Roger Federer: Nie wiem, czy grałbym w tenisa, gdybym musiał rozgrywać mecze na bocznych kortach

- Szybko zdałem sobie sprawę, że o wiele łatwiej jest wygrać tytuł, niż obronić go - mówił Roger Federer, który do startu nowego sezonu przygotowywał się w Dubaju, trenując z Thanasim Kokkinakisem.

Marcin Motyka
Marcin Motyka
- Jestem szczęśliwy, że moje mecze wyznaczane są na największe korty i w porach najlepszej oglądalności. Uczciwie muszę przyznać, że nie wiem, czy jeszcze grałbym w tenisa, gdybym musiał rozgrywać mecze na bocznych kortach. To byłoby dla mnie trudne, bo od wielu lat gram zawsze na największych kortach przy licznej widowni - mówił w wywiadzie z BBC Roger Federer.
Szwajcar od ponad dekady znajduje się w ścisłej światowej czołówce i nie traci motywacji do gry w tenisa. - Bardzo szybko zdałem sobie sprawę, że o wiele łatwiej jest wygrać tytuł, niż obronić go. Kiedy już osiągnąłem pewien poziom, spojrzałem na największych sportowców świata - Michaela Jordana, Michaela Schumachera, Tigera Woodsa czy Valentino Rossiego i zastanawiałem się: "jak oni to robią, że ciągle mają motywację?".

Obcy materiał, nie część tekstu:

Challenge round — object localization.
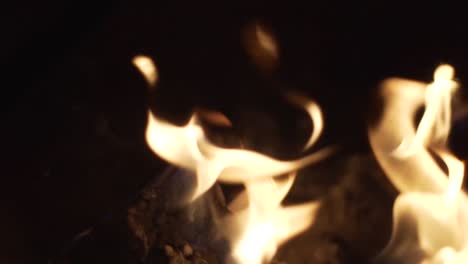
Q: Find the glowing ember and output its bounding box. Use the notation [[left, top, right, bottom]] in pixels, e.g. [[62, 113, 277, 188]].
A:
[[369, 65, 468, 264], [135, 54, 332, 264]]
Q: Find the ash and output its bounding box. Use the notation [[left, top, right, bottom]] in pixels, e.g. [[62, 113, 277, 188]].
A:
[[54, 154, 397, 264]]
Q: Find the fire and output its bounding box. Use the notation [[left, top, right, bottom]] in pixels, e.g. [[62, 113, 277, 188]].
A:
[[369, 65, 468, 264], [134, 54, 333, 264]]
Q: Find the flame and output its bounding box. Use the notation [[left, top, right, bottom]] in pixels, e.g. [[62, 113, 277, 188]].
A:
[[243, 23, 280, 72], [132, 55, 159, 86], [134, 54, 333, 264], [369, 65, 468, 264]]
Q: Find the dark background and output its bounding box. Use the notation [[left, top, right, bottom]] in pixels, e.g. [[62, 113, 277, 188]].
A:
[[0, 0, 468, 263]]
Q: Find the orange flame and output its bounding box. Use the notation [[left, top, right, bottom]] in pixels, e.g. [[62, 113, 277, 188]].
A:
[[369, 65, 468, 264], [135, 54, 333, 264]]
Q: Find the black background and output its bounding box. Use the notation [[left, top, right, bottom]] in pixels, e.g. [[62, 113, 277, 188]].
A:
[[0, 0, 468, 263]]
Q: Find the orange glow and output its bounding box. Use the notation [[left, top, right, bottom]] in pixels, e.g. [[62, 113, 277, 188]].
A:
[[369, 65, 468, 264]]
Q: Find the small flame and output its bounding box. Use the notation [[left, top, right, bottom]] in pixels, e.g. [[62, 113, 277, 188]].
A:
[[134, 54, 333, 264], [243, 23, 279, 72], [369, 65, 468, 264]]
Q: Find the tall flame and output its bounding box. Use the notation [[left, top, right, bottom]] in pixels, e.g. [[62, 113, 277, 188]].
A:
[[369, 65, 468, 264], [134, 54, 333, 264]]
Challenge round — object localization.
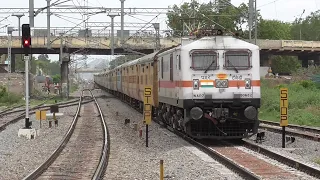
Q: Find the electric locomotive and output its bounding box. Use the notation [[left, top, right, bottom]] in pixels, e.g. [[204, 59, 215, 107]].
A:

33-latek z Bazylei, który jest ojcem dwóch par bliźniąt, przyznał, iż nie wie, czy jego dzieci będą w przyszłości grać w tenisa. - Myślę, że dla każdego dziecka najważniejsze jest, aby cieszyło się tym, co robi. Wsparcie i rady od rodziców też są bardzo ważne - powiedział.

Do startu nowego sezonu Federer tradycyjnie przygotowywał się w Dubaju, gdzie jego sparingpartnerem był utalentowany Thanasi Kokkinakis. - On trenuje w specyficzny sposób. To małe różnice, które jednak wyraźnie odróżniają go od reszty. Natężenie treningów w dłuższym okresie jest większe, ale pozostałe rzeczy w niczym nie różnią się od tego, do czego przyzwyczaiłem się w Australii - wyjawił w rozmowie z dziennikiem Courier Mail.

- Federer jest niewiarygodnym tenisistą i jeszcze lepszym facetem - powiedział trener Kokkinakisa, Todd Langman.